Linoberto jogou-se na cadeira do Bar Armazém e Borracharia 12 Irmãos, como fazia em todos os finais de tarde. Esticou os braços e as pernas, no alongamento inconsciente. Foi a senha para um dos 12 irmãos trazer o martelo de losna e carqueja. Aquela bebida deixaria qualquer um com os beiços virados para dentro, feito velha desdentada que chupou limão azedo. Todo mundo, menos o Linoberto e seus colegas de bar. Ele bebeu daquela coisa pela primeira vez quando completou 18 anos. A avô o levou ao 12 Irmãos e pediu dois tragos, solenemente. Reinou o silêncio, enquanto todos esperavam para ver a cara do Linoberto, após o primeiro gole. A reação foi aquela esperada. Desesperou-se, tanto pela queimação quanto pela amargura da bebida. Todos riram, inclusive o avô, e a vida voltou ao normal. Quem inventou a bebida foi o primeiro irmão, dos doze, já falecido. A tradição se manteve. Os fregueses pedem da “boa”. Agora é o sétimo irmão, dos 12, o encarregado pela “boa”.

Distraído pelo amargor do primeiro gole, Linoberto não chegou a perceber a entrada do estranho. O primeiro, desde que a vaca do cunhado dera cria. Não que o estranho anterior viesse ver o terneiro. É que o cunhado do Linoberto não pôde levar o leite, pela primeira vez em 11 anos. Então mandaram o estranho buscá-lo. E o estranho entrou no 12 Irmãos, pediu o mesmo que Linoberto bebia, todo mundo fez silêncio, na expectativa da cara do..., etc, etc. Pois esse novo estranho também perguntou o que Linoberto bebia e pediu o mesmo. Novo silêncio, todos riram, etc. O homem fez a esperada cara de desespero, tão esperada pelos freqüentadores. Essa cara só era vista quando alguém na vila completava 18 anos, ou quando aparecia um novo estranho, o que, pelo visto, não ocorria com muita freqüência.

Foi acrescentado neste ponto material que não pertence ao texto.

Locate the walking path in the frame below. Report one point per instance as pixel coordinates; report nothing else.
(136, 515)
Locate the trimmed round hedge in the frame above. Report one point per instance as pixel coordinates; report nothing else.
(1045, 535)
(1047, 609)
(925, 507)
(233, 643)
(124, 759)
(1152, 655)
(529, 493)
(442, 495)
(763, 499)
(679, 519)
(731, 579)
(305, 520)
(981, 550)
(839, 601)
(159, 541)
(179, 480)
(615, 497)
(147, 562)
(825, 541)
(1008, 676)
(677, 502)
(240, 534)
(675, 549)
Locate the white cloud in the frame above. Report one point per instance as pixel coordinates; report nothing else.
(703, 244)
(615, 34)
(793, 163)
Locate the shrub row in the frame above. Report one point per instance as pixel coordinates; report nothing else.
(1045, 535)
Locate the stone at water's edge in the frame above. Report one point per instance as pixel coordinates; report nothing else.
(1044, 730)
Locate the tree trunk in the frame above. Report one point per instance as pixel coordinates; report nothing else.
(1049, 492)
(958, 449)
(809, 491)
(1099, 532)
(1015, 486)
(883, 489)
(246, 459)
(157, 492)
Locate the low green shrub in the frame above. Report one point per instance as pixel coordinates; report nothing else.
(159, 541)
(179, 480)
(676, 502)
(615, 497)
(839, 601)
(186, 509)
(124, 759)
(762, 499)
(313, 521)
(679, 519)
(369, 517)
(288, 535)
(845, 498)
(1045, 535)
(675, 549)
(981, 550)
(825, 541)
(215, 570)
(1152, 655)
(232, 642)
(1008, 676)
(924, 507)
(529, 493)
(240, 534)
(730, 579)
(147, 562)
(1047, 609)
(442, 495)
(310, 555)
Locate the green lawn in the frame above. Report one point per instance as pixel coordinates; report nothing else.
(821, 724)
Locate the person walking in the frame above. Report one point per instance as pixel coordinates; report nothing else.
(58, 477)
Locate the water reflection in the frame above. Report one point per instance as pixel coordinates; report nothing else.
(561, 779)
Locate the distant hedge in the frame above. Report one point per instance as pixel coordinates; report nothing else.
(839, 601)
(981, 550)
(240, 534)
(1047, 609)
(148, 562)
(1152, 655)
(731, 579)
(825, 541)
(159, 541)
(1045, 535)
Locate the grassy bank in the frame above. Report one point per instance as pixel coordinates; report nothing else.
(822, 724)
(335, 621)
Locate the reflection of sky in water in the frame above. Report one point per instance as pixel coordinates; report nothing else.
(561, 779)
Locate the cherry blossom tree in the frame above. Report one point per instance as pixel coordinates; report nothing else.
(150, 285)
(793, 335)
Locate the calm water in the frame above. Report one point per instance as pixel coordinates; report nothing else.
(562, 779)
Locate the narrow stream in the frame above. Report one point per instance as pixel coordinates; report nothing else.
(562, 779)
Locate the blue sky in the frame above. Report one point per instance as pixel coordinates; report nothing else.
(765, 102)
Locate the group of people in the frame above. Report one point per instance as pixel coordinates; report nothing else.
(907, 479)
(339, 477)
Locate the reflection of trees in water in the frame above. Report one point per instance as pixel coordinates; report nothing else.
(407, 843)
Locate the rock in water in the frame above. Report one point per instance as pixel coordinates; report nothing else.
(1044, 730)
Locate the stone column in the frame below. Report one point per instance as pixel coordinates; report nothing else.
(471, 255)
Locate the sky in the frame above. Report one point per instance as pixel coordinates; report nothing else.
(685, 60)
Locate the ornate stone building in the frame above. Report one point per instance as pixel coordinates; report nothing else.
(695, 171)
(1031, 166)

- Ahnmf... Coisinha fortinha essa! – o estranho conseguiu falar, com a boca retorcida.

- É a especialidade da casa – disse Linoberto.

A conversa iniciou meio mole, com as trivialidades habituais. Linoberto ficou curioso. O que fazia ali aquele novo estranho, já que o seu cunhado não ficava doente desde o nascimento do terneiro.

- Vim mostrar-lhes a verdade. – disse o estranho, enquanto decidia se bebia outro gole da “boa”.

- Ah, já entendi! É um pregador. De qual igreja?

- Não tem nada a ver com igreja! Venho mostrar-lhes a dura realidade sociopolítica deste momento delicado da vida política nacional.

- Ah, agora entendi! Está vendendo plano de saúde... – Linoberto bebeu um longo gole, para espanto do estranho, que ainda não se recuperara do primeiro.

- Não! Venho lhes mostrar o caminho para a verdadeira revolução camponesa!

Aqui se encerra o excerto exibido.